Op-ed

What happened to originality?

Have you ever watched a movie or TV show, read a book or even played a video game that you felt like you have seen before? I am not speaking of a parody of work, but rather saying that most works are not exactly original. They seem to have an original story, but the book, movie, show or game could actually be gleaning influence from real life or another form of media. An example would be 1993’s “Groundhog Day” and 2013’s “Happy Death Day”. The respective stories of each movie revolve around the same idea: the protagonist is stuck in a time loop and they have to do something to have them continue. However, the only difference is that, in “Groundhog Day”, Bill Murray’s character, Phil Conners, must change his ways to stop his loop while “Happy Death Day”’s protagonist, Theresa “Tree” Gelbman, must find out who is her killer on her birthday and relives the same day again.

While there may be a touch of difference between the two films, the concept of a protagonist reliving the same day forever unless they do something to have them return to reality render these movies disappointingly similar. The similar idea is seen in these movies, but the executions are different.

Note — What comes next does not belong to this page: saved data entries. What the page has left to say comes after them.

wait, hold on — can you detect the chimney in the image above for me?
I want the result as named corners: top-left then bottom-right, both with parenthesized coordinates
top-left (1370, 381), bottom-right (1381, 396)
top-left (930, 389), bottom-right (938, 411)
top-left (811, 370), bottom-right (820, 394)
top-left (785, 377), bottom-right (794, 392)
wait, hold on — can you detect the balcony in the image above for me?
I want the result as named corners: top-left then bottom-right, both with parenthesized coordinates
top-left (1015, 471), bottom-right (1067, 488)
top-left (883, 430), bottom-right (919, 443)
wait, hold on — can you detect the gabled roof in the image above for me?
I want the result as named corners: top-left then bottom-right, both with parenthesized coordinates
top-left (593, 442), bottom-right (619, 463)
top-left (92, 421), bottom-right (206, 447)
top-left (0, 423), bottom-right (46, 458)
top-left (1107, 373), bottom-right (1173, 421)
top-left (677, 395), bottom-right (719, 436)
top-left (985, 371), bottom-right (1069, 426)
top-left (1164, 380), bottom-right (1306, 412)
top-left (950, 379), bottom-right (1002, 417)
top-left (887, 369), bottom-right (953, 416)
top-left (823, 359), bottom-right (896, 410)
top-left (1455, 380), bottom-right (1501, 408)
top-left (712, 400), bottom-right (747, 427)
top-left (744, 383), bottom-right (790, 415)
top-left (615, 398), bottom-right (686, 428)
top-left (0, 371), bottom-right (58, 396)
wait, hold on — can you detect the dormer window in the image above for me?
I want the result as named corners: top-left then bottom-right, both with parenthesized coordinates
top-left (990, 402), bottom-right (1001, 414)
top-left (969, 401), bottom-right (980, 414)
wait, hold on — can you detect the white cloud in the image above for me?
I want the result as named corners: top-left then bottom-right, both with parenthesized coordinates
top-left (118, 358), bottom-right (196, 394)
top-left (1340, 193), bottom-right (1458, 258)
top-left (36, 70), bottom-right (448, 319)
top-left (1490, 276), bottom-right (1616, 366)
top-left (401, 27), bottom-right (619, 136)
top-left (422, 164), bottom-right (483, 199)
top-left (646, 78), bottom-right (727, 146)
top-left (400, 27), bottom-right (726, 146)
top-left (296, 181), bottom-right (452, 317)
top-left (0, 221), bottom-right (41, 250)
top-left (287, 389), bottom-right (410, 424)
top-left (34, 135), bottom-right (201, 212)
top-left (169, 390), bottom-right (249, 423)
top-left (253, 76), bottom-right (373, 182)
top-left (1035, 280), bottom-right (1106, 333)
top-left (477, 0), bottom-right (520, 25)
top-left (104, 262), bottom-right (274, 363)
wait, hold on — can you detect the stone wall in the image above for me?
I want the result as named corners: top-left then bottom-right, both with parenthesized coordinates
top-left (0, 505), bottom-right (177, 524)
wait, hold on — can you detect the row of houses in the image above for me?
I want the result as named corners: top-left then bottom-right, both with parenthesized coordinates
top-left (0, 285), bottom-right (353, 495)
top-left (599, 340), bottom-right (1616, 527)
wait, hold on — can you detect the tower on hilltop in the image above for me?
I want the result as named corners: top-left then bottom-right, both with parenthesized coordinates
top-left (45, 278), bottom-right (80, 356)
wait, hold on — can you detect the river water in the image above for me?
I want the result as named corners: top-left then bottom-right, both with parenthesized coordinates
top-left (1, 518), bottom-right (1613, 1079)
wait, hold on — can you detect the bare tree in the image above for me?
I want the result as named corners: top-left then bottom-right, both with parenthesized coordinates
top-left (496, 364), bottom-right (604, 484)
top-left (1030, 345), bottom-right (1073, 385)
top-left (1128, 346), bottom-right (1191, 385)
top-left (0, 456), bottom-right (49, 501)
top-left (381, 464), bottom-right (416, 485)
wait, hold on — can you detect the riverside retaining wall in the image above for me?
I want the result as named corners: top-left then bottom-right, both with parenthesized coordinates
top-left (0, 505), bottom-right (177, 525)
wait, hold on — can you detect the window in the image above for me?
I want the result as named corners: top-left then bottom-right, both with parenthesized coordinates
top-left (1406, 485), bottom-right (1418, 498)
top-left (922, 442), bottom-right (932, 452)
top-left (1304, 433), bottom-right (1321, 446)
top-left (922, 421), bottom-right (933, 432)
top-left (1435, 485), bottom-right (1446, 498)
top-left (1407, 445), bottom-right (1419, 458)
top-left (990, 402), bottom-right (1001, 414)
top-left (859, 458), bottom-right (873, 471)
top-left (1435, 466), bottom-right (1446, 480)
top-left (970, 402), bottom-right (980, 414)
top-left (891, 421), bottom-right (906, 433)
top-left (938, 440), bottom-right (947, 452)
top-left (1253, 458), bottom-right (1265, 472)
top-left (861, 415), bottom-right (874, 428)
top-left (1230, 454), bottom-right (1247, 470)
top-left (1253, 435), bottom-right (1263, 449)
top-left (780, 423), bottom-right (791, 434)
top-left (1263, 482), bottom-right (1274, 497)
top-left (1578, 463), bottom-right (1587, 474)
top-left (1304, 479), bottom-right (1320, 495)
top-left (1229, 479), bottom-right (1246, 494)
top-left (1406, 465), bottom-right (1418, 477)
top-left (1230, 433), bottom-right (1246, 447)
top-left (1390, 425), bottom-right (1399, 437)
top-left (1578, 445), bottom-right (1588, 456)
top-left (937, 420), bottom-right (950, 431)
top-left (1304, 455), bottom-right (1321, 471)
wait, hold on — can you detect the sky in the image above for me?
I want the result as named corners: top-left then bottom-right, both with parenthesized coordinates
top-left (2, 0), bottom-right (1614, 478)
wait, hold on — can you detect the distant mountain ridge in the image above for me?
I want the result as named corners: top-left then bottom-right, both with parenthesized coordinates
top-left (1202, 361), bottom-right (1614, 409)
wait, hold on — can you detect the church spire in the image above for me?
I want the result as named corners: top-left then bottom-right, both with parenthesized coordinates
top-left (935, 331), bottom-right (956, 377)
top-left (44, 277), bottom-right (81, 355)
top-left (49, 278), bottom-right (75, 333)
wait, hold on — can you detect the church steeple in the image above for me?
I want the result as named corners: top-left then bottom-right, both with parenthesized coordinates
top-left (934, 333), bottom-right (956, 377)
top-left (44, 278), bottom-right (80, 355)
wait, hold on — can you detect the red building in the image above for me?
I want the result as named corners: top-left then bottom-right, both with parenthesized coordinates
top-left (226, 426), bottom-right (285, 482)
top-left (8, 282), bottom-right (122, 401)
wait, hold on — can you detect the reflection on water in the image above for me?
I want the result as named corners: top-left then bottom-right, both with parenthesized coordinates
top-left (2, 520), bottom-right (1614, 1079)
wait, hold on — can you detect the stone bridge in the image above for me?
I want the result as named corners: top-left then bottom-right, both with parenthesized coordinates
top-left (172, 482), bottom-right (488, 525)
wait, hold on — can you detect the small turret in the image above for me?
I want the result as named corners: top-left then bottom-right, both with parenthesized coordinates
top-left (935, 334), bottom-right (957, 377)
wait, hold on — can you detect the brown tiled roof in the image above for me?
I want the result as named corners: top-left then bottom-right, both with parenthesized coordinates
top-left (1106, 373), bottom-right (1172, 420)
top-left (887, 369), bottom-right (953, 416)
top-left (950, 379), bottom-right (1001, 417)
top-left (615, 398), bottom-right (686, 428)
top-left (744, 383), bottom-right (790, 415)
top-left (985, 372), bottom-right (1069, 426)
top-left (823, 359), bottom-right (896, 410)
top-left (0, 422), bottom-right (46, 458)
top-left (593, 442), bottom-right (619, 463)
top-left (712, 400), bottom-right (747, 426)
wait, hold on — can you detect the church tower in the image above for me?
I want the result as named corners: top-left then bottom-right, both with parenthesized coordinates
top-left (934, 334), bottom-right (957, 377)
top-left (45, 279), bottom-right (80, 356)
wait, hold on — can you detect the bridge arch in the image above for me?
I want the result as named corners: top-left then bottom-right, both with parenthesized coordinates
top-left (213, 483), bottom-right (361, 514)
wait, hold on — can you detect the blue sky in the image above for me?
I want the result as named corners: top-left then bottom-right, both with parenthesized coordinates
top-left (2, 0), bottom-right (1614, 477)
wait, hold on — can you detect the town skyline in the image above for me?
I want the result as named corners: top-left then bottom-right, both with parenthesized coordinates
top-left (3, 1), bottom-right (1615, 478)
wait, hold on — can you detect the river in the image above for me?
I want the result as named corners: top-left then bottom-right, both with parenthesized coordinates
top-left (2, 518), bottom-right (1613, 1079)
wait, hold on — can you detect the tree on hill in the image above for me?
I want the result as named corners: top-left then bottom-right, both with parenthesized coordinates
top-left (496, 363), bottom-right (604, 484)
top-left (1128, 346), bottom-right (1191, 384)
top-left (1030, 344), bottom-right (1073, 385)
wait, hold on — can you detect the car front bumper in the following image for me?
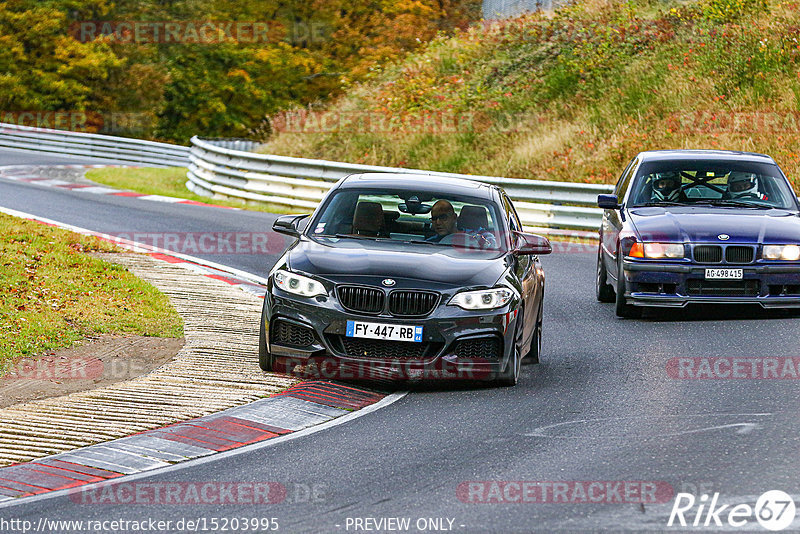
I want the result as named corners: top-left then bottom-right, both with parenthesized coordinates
top-left (622, 260), bottom-right (800, 308)
top-left (264, 290), bottom-right (520, 382)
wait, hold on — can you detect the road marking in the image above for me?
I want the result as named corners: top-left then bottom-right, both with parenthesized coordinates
top-left (0, 391), bottom-right (406, 510)
top-left (526, 413), bottom-right (771, 439)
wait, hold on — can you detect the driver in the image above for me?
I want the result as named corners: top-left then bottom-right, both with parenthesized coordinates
top-left (651, 171), bottom-right (682, 202)
top-left (427, 200), bottom-right (457, 242)
top-left (727, 172), bottom-right (767, 200)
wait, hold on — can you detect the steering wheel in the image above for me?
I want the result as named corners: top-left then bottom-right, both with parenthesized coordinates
top-left (437, 232), bottom-right (479, 247)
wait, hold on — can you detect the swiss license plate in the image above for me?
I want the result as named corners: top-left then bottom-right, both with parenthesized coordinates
top-left (705, 268), bottom-right (743, 280)
top-left (346, 321), bottom-right (423, 343)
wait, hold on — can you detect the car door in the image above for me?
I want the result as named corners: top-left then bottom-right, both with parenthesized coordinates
top-left (602, 157), bottom-right (637, 283)
top-left (503, 193), bottom-right (538, 346)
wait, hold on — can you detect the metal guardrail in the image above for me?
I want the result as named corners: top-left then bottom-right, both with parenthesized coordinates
top-left (0, 122), bottom-right (190, 167)
top-left (187, 136), bottom-right (612, 232)
top-left (483, 0), bottom-right (563, 19)
top-left (0, 122), bottom-right (610, 233)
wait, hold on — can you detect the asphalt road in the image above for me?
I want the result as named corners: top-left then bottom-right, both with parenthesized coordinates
top-left (2, 149), bottom-right (800, 532)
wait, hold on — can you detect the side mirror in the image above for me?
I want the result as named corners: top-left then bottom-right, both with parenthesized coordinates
top-left (597, 194), bottom-right (620, 209)
top-left (272, 214), bottom-right (310, 238)
top-left (513, 232), bottom-right (552, 256)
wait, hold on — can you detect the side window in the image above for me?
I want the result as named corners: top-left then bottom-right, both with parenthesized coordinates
top-left (614, 158), bottom-right (638, 200)
top-left (503, 195), bottom-right (521, 233)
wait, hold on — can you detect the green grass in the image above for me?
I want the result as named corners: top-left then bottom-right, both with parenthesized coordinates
top-left (0, 213), bottom-right (183, 370)
top-left (85, 167), bottom-right (295, 214)
top-left (260, 0), bottom-right (800, 191)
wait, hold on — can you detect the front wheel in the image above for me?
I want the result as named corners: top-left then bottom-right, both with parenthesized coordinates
top-left (596, 246), bottom-right (615, 303)
top-left (496, 311), bottom-right (523, 386)
top-left (258, 300), bottom-right (274, 371)
top-left (524, 301), bottom-right (542, 364)
top-left (615, 258), bottom-right (642, 319)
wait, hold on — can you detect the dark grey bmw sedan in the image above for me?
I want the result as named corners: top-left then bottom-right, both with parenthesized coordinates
top-left (260, 173), bottom-right (551, 386)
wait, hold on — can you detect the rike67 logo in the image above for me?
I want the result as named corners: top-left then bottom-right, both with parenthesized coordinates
top-left (668, 490), bottom-right (796, 531)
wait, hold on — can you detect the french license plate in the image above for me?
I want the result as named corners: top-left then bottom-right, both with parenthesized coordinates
top-left (346, 321), bottom-right (423, 343)
top-left (705, 268), bottom-right (743, 280)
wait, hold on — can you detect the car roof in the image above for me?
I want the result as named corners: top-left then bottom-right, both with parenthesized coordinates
top-left (635, 149), bottom-right (776, 163)
top-left (339, 172), bottom-right (496, 199)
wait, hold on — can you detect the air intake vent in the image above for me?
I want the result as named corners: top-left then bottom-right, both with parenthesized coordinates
top-left (694, 245), bottom-right (723, 263)
top-left (686, 280), bottom-right (759, 297)
top-left (337, 286), bottom-right (385, 314)
top-left (271, 320), bottom-right (315, 348)
top-left (451, 337), bottom-right (503, 360)
top-left (331, 336), bottom-right (441, 359)
top-left (388, 290), bottom-right (439, 317)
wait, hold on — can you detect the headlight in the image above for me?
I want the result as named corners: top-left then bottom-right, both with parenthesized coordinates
top-left (449, 288), bottom-right (514, 310)
top-left (629, 242), bottom-right (684, 259)
top-left (643, 243), bottom-right (685, 259)
top-left (763, 244), bottom-right (800, 261)
top-left (273, 270), bottom-right (327, 297)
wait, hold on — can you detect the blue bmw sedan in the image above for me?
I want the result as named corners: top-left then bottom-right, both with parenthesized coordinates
top-left (596, 150), bottom-right (800, 317)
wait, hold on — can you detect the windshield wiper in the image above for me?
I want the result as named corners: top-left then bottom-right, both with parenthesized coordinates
top-left (695, 200), bottom-right (771, 209)
top-left (331, 234), bottom-right (385, 240)
top-left (636, 201), bottom-right (687, 207)
top-left (402, 239), bottom-right (447, 246)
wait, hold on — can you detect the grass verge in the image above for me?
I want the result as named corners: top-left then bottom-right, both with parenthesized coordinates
top-left (0, 212), bottom-right (183, 370)
top-left (260, 0), bottom-right (800, 190)
top-left (85, 167), bottom-right (295, 214)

As stated before, the only way to make a product different from the original source is for the creator to make it their own. Since video games are a product of a collective rather than spearheaded by someone in particular, most video games can fall victim to appearing the same. A good example would be shooter-type games. If one were to boil down the “Call of Duty” and “Battlefield” series, they would find they have the same premise: play as a soldier that takes place during a war, shoot the enemies, complete certain objectives and beat the game. Even the multiplayer aspects of any shooter genre are roughly the same, whether they be in first person or third.

The only way to make these series stand out from each other would be their story and gameplay. One game could have different gameplay aspects such a health bar and quick time events while the other could just be a multiplayer game that has no single player mode. As long as a game or a movie is not a carbon copy of another, the product will be somewhat original—even if it comes from the same idea.

The idea of a protagonist going out to defeat the antagonist and finally receive a reward or satisfaction is nothing new. In fact, these are rather updated stories from ancient times, such as in Greek legends where heroes like Perseus, Jason and Odysseus faced with a conflict they must resolve. With every story, they have been retold in various ways from books to the silver screen itself. The movie “O Brother, Where Art Thou?” starring George Clooney, is based around the ancient story, “The Odyssey”. Both versions have the protagonist go through trial and error in order to to return their wife—the difference being the film takes place during the Great Depression and the monsters are replaced with humans that fulfil the same role; not exactly an original story, but rather a revision of the ancient one. Many other old stories have been influenced, revised or even paid homage to in the modern day cinema. Sometimes they are done well and are remembered as classics, while others that are not entirely original flop harder than a fish on land.

The idea of remaking a story is not inherently a bad idea. However, as of late, there seems to be an abundance of remakes of film, shows and video games for the past 20 years. From the many reboots of “Star Trek” to the recreation of the “Tomb Raider” franchise, there have been few new ideas. If there were, they are either hidden in obscurity or had outright failed on their opening day.

Sometimes bringing back an old favorite is questionable. An example of this would be the animated show “Avatar: The Last Airbender” and its live-action film adaptation, “The Last Airbender”. Why in the world would a gem of animation be made into a film in the first place? Now, this show is going to be remade into a live-action series on Netflix. It is possible that this new show could be better, or at least good. But is it likely? That remains to be seen when it is released.

Overall, the stories that have been made for the past few decades are not entirely original. They have the influence of an ancient story or a derivatization of one from only a decade ago.